Durch das vorwiegende Training der Verfahren für die MPS I–III lässt sich auch die Signifikanz der Fragen ‚Haben Sie den Eindruck, dass Ihr Kind sich in manchen Bereichen langsamer entwickelt als andere Kinder (z.B. sprachliche Entwicklung, Bewegungsentwicklung, Gang zur Toilette etc.)?’ und ‚Trifft es zu, dass Sie viel Engagement aufbringen müssen, um die normale Entwicklung (z.B. Laufen, Treppen steigen, einfache Koordination, Sprache etc.) Ihres Kindes voran zu bringen?’ erklären. Bei der MPS I–III sind betroffene Kinder für gewöhnlich entwicklungsverzögert, wohingegen Kinder mit MPS IV und VI in der Regel keine kognitive Beeinträchtigung aufweisen.126,6 Eltern mit einem von MPS IV betroffenem Kind geben demnach mit hoher Wahrscheinlichkeit an, dass sie bei ihrem Kind keine Entwicklungsverzögerung bemerken. Die Data Mining Verfahren ordnen dann das Antwortmuster mit geringerer Wahrscheinlichkeit der Diagnose ‚MPS’ zu, denn das System kennt vorwiegend Antwortmuster von Eltern deren Kinder an MPS I–III leiden.

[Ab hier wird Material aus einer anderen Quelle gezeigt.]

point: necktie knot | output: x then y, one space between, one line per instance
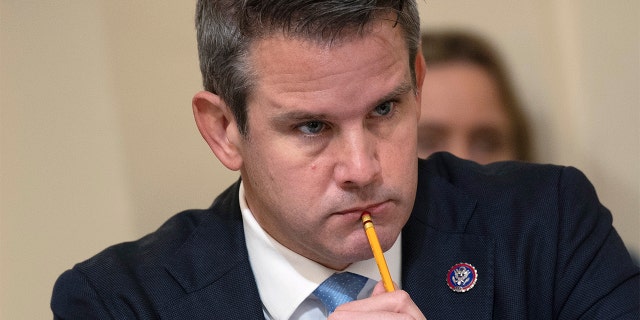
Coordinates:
340 288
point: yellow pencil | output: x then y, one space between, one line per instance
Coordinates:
377 251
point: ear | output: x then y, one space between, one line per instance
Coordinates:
421 70
218 128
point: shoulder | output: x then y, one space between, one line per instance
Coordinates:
501 179
141 273
507 193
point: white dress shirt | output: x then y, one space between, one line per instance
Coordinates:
286 279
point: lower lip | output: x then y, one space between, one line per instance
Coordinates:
373 211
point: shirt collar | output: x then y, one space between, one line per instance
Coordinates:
285 278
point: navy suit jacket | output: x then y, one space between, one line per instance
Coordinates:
542 244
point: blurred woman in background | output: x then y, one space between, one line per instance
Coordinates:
469 107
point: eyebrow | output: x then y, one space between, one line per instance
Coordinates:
298 115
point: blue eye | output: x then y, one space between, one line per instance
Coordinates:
384 108
312 127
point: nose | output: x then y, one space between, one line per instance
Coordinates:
358 163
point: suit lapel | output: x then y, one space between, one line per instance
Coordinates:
213 268
434 240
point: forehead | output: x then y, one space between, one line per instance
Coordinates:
290 68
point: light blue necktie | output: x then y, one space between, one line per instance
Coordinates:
340 288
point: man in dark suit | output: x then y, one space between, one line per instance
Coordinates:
316 104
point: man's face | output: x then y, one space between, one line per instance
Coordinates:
332 132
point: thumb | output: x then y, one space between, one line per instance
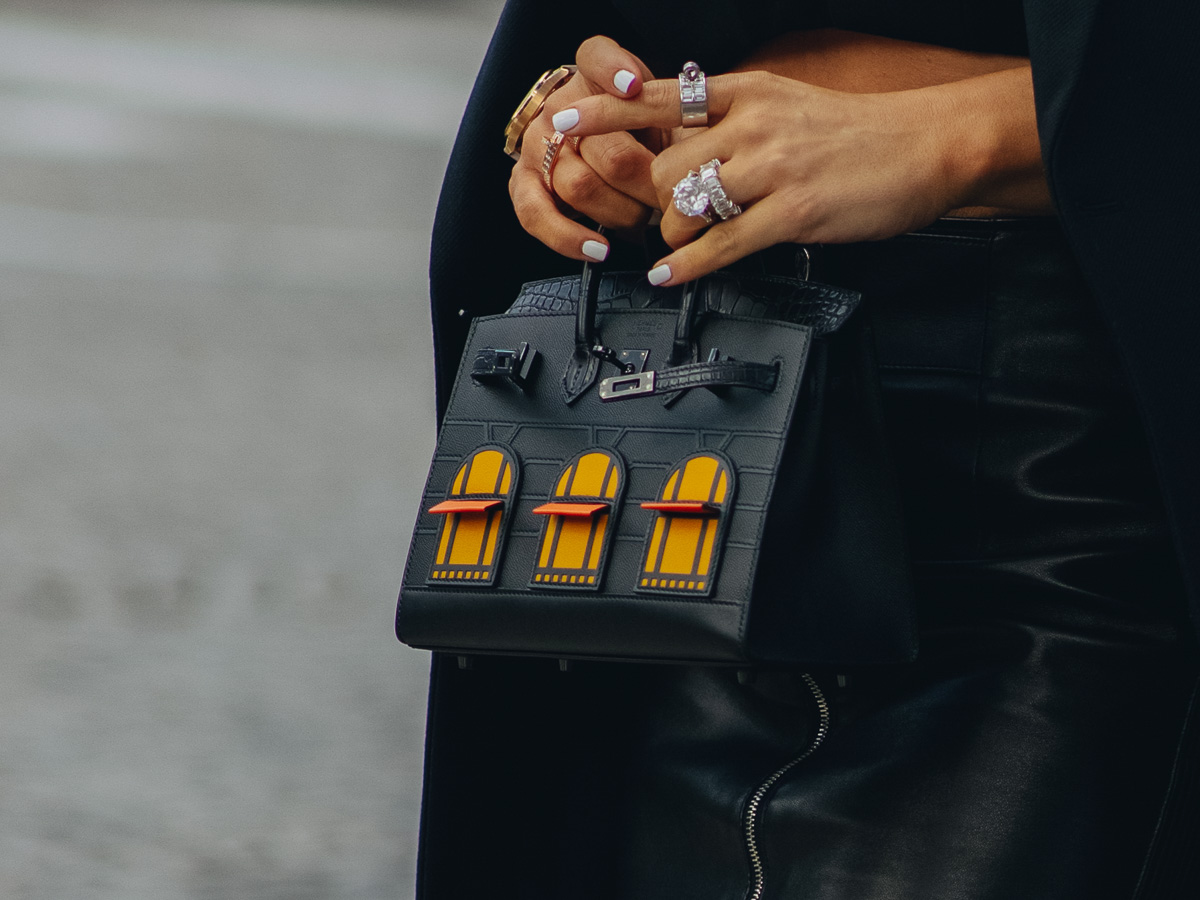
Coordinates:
611 67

Die höchste Signifikanz wies die Frage ‚Wurde bei Ihrem Kind eine vergrößerte Leber und/oder Milz festgestellt?‘ auf. Es ist zu beachten, dass für diese Frage nur die Antwortmöglichkeiten

‚ja’ oder ‚nein’ zur Verfügung standen. Es ist anzunehmen, dass hierdurch eine bessere Trennschärfe der Antworten erreicht werden konnte, was die Signifikanz der Frage gegebenenfalls erhöhte. Der fehlerhaft klassifizierte Fragebogen mit der Diagnose ‚MPS IV’

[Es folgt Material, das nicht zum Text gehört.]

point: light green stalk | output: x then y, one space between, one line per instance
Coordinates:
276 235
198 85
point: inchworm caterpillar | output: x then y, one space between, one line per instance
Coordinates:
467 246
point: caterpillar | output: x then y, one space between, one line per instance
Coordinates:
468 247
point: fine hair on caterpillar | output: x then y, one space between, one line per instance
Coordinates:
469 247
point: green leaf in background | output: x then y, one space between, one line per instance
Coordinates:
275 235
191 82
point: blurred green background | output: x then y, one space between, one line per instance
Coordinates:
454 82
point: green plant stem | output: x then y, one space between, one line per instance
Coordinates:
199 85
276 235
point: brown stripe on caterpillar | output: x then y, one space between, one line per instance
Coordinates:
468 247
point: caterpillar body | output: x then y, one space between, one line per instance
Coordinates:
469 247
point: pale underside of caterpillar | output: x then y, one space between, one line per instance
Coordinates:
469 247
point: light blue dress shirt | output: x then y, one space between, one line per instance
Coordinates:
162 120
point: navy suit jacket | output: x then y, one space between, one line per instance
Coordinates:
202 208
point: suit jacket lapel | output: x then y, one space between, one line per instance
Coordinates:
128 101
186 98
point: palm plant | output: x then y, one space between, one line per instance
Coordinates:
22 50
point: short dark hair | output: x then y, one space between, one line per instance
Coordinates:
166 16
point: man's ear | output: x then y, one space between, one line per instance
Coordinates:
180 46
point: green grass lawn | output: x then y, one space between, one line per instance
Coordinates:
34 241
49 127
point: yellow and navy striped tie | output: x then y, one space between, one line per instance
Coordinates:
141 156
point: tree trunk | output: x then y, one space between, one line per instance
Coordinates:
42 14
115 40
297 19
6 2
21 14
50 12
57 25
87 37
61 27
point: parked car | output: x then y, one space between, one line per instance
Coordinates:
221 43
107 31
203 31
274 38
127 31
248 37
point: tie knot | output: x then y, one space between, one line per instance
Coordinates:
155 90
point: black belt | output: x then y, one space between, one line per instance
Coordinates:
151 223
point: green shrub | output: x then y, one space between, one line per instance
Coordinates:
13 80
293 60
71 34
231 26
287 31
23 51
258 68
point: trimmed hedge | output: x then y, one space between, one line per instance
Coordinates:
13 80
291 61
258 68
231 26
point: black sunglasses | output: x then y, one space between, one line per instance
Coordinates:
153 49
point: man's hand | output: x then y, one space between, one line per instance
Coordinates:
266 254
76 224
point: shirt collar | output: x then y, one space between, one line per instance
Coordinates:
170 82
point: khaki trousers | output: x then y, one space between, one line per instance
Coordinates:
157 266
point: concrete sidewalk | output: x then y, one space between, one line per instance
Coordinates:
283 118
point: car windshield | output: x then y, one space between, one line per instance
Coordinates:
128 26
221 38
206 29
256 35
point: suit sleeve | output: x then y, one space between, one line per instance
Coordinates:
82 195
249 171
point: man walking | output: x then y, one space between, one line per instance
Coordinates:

wies sowohl für die Entwicklungsverzögerung als auch für die Hepatosplenomegalie eine negative Antwort auf. Da jedoch die überwiegende Zahl der Teilnehmer mit der Diagnose

‚MPS’ im Training diese Fragen positiv beantwortet hat, ist es wahrscheinlich, dass der Fragebogen mit der Diagnose ‚MPS IV’ unter anderem aus diesen Gründen fehlerhaft klassifiziert wurde. Eine Ergebnisoptimierung könnte durch die Erweiterung des Trainingsdatensatzes einschließlich der Diagnose ‚MPS IV’ erreicht werden.

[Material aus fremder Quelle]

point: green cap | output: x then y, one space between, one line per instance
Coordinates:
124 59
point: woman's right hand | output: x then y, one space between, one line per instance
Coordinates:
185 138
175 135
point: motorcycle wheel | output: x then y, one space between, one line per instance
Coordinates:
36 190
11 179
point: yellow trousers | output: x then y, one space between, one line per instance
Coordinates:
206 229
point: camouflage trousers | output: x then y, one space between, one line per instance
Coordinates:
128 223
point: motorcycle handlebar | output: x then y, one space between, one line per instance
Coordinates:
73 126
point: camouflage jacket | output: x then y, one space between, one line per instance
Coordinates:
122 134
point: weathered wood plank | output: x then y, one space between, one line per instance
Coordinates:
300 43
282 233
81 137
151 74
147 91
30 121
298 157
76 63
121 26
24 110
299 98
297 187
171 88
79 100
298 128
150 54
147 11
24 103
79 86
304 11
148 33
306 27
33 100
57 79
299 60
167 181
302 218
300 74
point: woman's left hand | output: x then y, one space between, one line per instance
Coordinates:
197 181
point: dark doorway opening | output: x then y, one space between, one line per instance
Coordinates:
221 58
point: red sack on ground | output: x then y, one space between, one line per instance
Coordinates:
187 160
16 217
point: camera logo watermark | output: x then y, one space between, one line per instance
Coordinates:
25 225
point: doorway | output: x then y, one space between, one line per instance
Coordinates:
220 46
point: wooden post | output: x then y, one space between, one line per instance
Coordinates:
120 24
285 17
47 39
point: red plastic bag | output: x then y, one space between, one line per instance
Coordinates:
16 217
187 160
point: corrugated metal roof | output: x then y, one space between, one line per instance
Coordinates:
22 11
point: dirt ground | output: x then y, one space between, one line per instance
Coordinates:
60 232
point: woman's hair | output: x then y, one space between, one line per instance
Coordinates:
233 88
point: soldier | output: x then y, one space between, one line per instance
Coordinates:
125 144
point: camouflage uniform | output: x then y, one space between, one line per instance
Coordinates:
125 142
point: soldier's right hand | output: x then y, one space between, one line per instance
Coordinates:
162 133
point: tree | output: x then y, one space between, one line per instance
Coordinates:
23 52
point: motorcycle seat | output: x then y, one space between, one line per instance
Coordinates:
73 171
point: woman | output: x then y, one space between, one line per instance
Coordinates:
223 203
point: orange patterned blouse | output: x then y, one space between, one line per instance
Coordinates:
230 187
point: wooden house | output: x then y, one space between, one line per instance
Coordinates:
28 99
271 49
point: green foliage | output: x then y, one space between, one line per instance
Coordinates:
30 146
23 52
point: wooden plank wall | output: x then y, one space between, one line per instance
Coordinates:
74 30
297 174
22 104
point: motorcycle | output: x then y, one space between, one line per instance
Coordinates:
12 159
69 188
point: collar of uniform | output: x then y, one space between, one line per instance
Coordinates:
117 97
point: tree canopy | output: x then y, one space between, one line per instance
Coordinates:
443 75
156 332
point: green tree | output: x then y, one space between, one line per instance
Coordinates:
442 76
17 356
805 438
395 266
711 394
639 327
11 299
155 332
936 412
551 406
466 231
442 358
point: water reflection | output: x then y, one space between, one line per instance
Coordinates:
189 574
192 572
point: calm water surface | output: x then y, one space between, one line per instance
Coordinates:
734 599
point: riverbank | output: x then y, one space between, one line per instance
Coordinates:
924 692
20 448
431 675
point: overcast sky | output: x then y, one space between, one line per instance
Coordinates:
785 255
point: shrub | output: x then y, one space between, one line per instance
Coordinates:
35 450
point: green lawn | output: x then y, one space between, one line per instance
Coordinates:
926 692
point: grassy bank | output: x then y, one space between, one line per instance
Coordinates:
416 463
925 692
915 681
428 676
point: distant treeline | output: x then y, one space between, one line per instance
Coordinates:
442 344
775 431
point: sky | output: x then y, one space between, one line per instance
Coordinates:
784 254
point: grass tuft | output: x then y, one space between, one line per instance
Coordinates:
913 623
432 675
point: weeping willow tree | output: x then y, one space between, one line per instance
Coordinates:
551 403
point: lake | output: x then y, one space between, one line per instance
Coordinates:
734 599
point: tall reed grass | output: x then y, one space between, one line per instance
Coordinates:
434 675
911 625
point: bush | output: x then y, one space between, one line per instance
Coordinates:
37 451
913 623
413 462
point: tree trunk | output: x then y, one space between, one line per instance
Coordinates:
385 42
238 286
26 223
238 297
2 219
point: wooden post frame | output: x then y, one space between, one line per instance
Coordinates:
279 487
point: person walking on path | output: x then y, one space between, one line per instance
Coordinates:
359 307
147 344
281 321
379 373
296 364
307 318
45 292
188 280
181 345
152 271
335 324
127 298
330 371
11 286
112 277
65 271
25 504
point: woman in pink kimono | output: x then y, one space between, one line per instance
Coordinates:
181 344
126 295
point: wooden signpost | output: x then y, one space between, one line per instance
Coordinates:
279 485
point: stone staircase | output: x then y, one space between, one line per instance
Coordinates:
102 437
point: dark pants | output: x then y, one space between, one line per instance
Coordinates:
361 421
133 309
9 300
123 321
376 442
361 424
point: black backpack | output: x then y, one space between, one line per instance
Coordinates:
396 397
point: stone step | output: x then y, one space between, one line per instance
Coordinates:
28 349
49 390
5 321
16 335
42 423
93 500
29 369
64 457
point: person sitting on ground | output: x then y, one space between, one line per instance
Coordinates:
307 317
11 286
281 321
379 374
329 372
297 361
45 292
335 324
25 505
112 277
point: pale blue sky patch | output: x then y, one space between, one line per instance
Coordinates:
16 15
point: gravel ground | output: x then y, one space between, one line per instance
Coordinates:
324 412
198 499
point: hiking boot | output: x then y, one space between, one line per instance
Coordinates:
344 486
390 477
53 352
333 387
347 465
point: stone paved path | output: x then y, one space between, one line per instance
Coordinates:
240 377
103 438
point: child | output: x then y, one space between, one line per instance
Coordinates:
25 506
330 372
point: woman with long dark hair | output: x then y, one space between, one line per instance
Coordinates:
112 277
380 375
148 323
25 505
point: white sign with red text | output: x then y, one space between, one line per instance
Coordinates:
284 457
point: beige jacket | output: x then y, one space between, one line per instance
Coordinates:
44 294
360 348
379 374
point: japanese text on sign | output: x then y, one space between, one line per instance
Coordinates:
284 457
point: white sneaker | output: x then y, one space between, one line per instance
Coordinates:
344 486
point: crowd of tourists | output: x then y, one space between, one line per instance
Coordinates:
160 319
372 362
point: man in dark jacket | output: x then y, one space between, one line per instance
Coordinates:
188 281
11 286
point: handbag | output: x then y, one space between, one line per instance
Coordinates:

Ein zweiter Fragebogen mit der Diagnoseangabe ‚Multiple kartilaginäre Exostosen’ wurde vom System als Diagnose ‚MPS’ fehlerhaft klassifiziert. Dies kann beispielsweise darin begründet sein, dass die Beantwortung der Fragebogen unter anderem von der persönlichen und differenzierten Sichtweise der Befragten abhängt. Die Beantwortung von signifikanten Fragen wie ‚Haben Sie das Gefühl, dass Ihr Kind „anders“ ist als andere Kinder?’ und ‚Bedrückt Sie starke Ungewissheit bezüglich der Gesundheit Ihres Kindes?’ steht in engem Zusammenhang mit der individuellen Wahrnehmung des Beantwortenden. So kann es sein, dass Eltern deren Kinder an der Diagnose ‚Multiple kartilaginäre Exostosen’ leiden, ebenfalls der Meinung sind, dass ihre Kinder ‚anders’ als andere sind und unter der ‚Ungewissheit’, die diese Erkrankung mit sich bringt, leiden. Die Diagnose ‚Multiple kartilaginäre Exostosen’ gehört zu den seltenen Erkrankungen, weshalb es empirisch nachvollziehbar ist, dass sich die Wahrnehmungen der von dieser Krankheit betroffenen Familien durchaus mit der Wahrnehmung von Betroffenen mit einer LSD überschneiden können. Die vorliegende Fehlklassifikation zeigt die Grenzen des entwickelten Systems auf, wobei auch hier die Wahrscheinlichkeit auf eine Minimierung der Fehlklassifikationen durch eine Erweiterung des Trainingsdatensatzes besteht.